Thursday, November 29, 2007

Bad Book Gifts

Books make fine gifts as, if chosen well, they are both reasonably inexpensive and personalized. It is always nice when someone takes the time to seek out a volume particularly suited to your interests and temperament. On the flip side, a poorly chosen book might be worse than no gift at all. We tell our kids "It's the thought that counts," but when the thought is "I was too cheap and/or busy to get you something you want to read," well, you are better off just getting a box of See's.

Among the categorically bad choices are:

The Book Club Selection You Failed to Return in Time: As a former member of the History Book Club, the Science Fiction Book Club, the Library of America and the Folio Society, I can say that sometimes I ended up keeping the monthly selection out of laziness. Only once though did I use one of these as gifts and, boy, did I pick a doozy. You can be assured that the recipient of the Great Wave: Price Revolutions and the Rhythm of History saw through my ruse.
British Editions: This may be a Portland-only problem. If you receive a British copy of a book, your friend either recently returned from Britain, enjoys paying high shipping rates or picked up the book at the remainder section at Powell's. If you really want to rub in your cheapness, be sure to get one with a big black remainder mark on the bottom.

Your Favorite Book: If you give someone your favorite book, they are sure to hate it and will avoid you so they don't have to discuss the book. One of my favorite aunts loves A Confederacy of Dunces, which I couldn't finish. Thank goodness she didn't give me a copy because I can just pretend I haven't read it when she brings it up.

Children's Books You Fail to Read Beforehand: This one is avoidable as you can usually skim through a children's book at the bookstore. If you don't, you might fail to notice that the story talks about making sculptures with cat poo, having your head pop off and go on its own journey, or reveals the true nature of Santa Claus. Giving a child the last one is a quick way to get some egg nog thrown in your face.


Anonymous said...

Tee hee. Good timely post here. As the recipient of some variety of "Chocolate for a Woman's Soul" book every year from my mother-in-law, I can attest to the aggravation of the poorly chosen book present. (My mother-in-law is so nice, though, I just don't have the heart to tell her those books are part of an evil empire that she should stop supporting. The things we do for love.)

Tripp said...

My father-in-law is the same except that his go-to book gift, one of his favorites, is the latest Clive Cussler. Now, he was never Alan Furst, but his 70s and 80s books were pretty good. The recent stuff is so weak that my local used shop won't take them as trade-ins.

Taking a quick look at Amazon I can see your mother-in-law can lay many a "Chocolate For" volume on you.

Anonymous said...

I think I have you both beat. My mother in law favors the "inspirational story of the Christian athlete whose ghost writer is really not a good writer either." Yet she tries so hard to come up with something good that I can't bring myself to return them.

Another bad book gift is the gift with the implicit message that is perhaps unwelcome but certainly good for you.
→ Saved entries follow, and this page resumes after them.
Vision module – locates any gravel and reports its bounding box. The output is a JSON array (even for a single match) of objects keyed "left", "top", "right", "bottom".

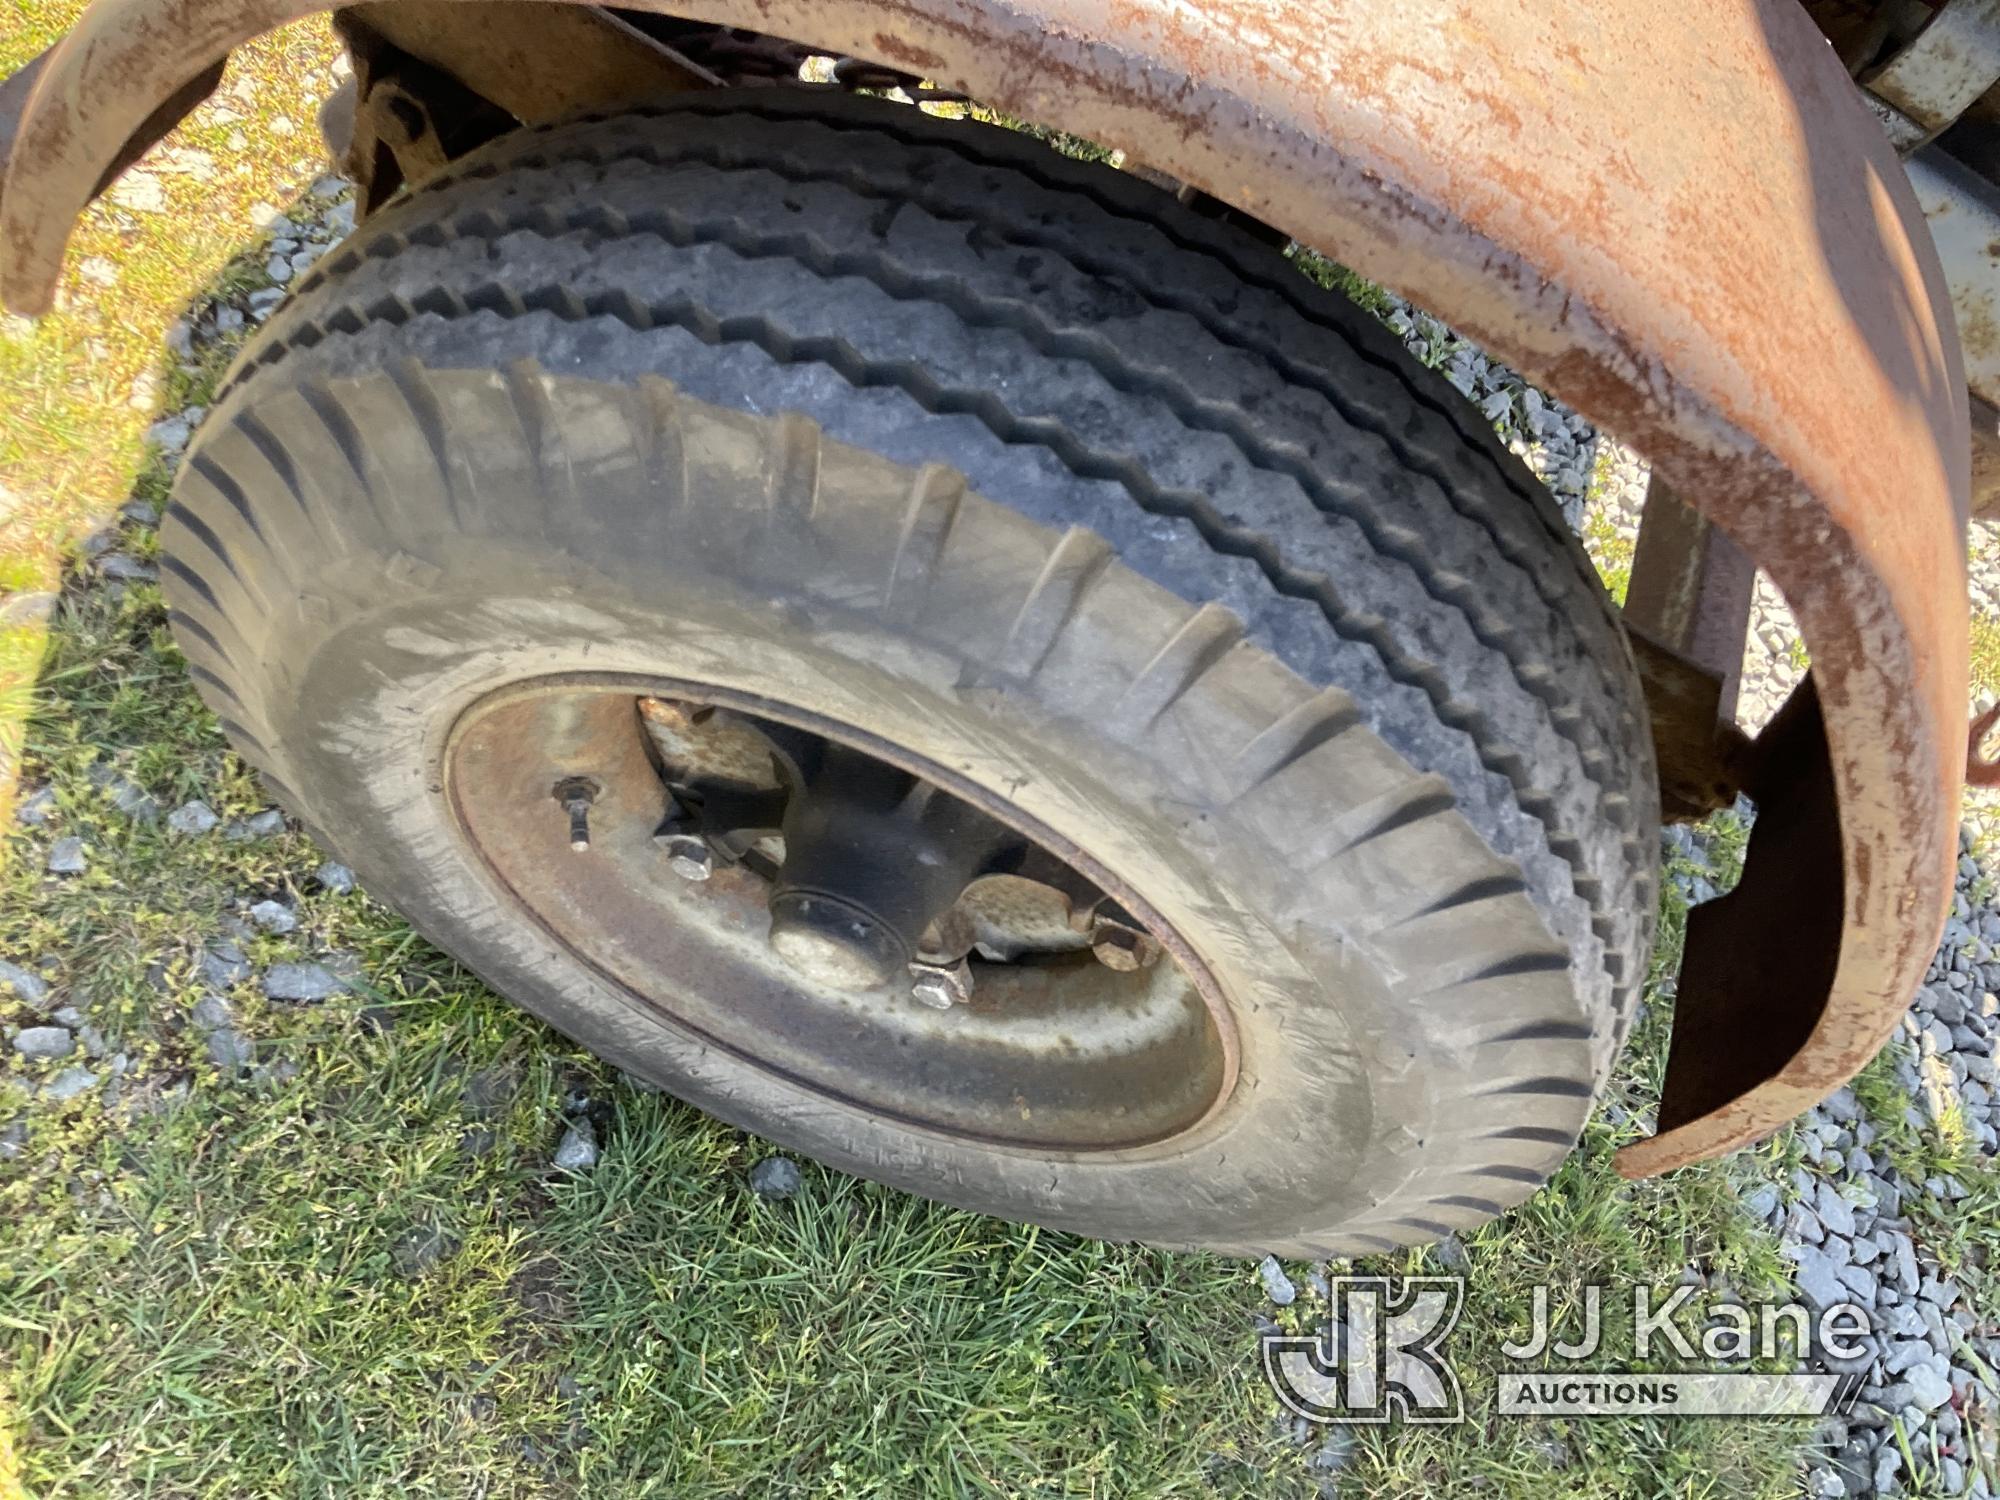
[
  {"left": 748, "top": 1156, "right": 802, "bottom": 1200},
  {"left": 94, "top": 553, "right": 157, "bottom": 584},
  {"left": 42, "top": 1067, "right": 98, "bottom": 1102},
  {"left": 223, "top": 809, "right": 288, "bottom": 842},
  {"left": 263, "top": 963, "right": 343, "bottom": 1002},
  {"left": 316, "top": 861, "right": 356, "bottom": 894},
  {"left": 1259, "top": 1255, "right": 1299, "bottom": 1307},
  {"left": 199, "top": 941, "right": 253, "bottom": 990},
  {"left": 45, "top": 837, "right": 86, "bottom": 874},
  {"left": 1781, "top": 824, "right": 2000, "bottom": 1496},
  {"left": 90, "top": 766, "right": 160, "bottom": 821},
  {"left": 553, "top": 1118, "right": 600, "bottom": 1172},
  {"left": 12, "top": 1026, "right": 73, "bottom": 1060},
  {"left": 247, "top": 900, "right": 297, "bottom": 934},
  {"left": 206, "top": 1028, "right": 255, "bottom": 1069},
  {"left": 0, "top": 959, "right": 51, "bottom": 1010},
  {"left": 167, "top": 800, "right": 219, "bottom": 835},
  {"left": 14, "top": 786, "right": 55, "bottom": 826}
]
I'm pretty sure that my mother in law is not interested in turning me into an NFL quarterback, but she wouldn't mind it if I happened to start reading my bible every day (like Kurt Warner!). SCM

Tripp said...

On a similar note, I suppose giving someone a diet book would be in poor taste.

Brack said...

". . . The quantity of England's money supply surged from 1305 to 1310, and prices of the most humble commodities increased sharply. Eggs, which had cost less than four pence a hundred before 1305, suddenly rose above sixpence in 1306 . . ." p.32

I kid you not.

Tripp said...


A) The price fluctuation of eggs in the 14th century makes for riveting reading.

B) OK, that's not true, but you still own the book at least.

Anonymous said...

Yes, the dread tome lurks on my bookshelf like that creepy-ass toy monkey in Skeleton Crew.